Given that current master won't be released until 1.32 in January, after Fedora 27 goes EOL, I'd be OK with dropping LLVM 5 now. I don't need to build beta/nightlies for the distro.

We don't track every rust-llvm patch in our system LLVM. Some have relatively low impact, and some aren't even relevant on Linux. And frankly, a lot of times it's reactive -- we haven't applied your example JumpThreading patch yet, because we haven't seen that issue. (I guess because rustc also worked around it.)

But yes, I do see this as the job of a distro maintainer. I recognize that it may be harder for those who volunteer vs. paid roles, but we can also collaborate on this.

We can and should work together on this. I'm happy to attempt backports myself, and I also have teammates to consult who work on LLVM directly. Your particular example for LLVM 5 may be irrelevant soon, but the offer stands in general.

(edit to add) All that said, I do know the overall problem is still not trivial, but I think it's manageable.

One thing that would help maintainers know which patch to backport to llvm or not would be, in the rust llvm fork, to add to rust specifics commits the reason why it’s not upstream in llvm, or a link to where it was submitted or backported from.

For example, why is this patch not upstream? https://github.com/rust-lang/llvm/commit/deaf37e407d6c54e6c8ac60de2a0a4ca47b95c41

This patch alone would help a rustc built with system llvm to be closer to one built with the embedded llvm, feature wise.

2 Likes

For most patches, the answer is that nobody cared enough about upstreaming them to put in the work. If you care about this, help upstreaming all these patches would be very welcomed. I don't think anyone involved believes that upstreaming patches is a bad idea - it is just a process that takes some work (even for "trivial" patches), and most people just have higher-priority things to do.

There is also a case where some of our “patches” are hacks, workarounds and otherwise unsuitable for upstreaming.
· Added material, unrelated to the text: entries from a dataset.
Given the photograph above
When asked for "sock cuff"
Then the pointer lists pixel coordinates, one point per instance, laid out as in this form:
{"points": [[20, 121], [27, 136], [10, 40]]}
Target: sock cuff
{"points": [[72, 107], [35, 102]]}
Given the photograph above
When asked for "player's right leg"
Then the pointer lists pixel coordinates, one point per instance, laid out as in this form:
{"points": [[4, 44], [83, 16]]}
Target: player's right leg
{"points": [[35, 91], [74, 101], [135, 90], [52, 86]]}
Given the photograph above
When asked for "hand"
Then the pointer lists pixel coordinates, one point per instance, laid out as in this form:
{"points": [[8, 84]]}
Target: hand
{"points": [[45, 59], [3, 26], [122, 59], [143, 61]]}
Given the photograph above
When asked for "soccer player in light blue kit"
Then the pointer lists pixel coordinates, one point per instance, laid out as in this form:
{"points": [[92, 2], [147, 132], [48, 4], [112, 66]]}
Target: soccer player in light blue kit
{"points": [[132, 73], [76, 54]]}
LLVM upstream might be working on a design of some sort that would solve the problem in a more general manner or otherwise a better way, but we often cannot afford to wait for the feature to get designed, implemented and then 6 more months for the next LLVM release.

I can’t see ourselves refraining from patching our LLVM.

1 Like

If you are following this thread you may also be interested in this issue about bumping the minimum LLVM version.

So I’ve added an option in the Gentoo package for building against system LLVM, and while it works fine for me and for a number of other users, I also got the first segfault today: https://bugs.gentoo.org/671266

What information do I need to gather in order to file useful bug reports about something like this?

A backtrace from the segfault would be the first step.

Can you tell whether their LLVM was built with Clang or GCC? There’s a known ABI problem with mixing the two: https://bugs.llvm.org/show_bug.cgi?id=39427

1 Like

This topic was automatically closed 90 days after the last reply. New replies are no longer allowed.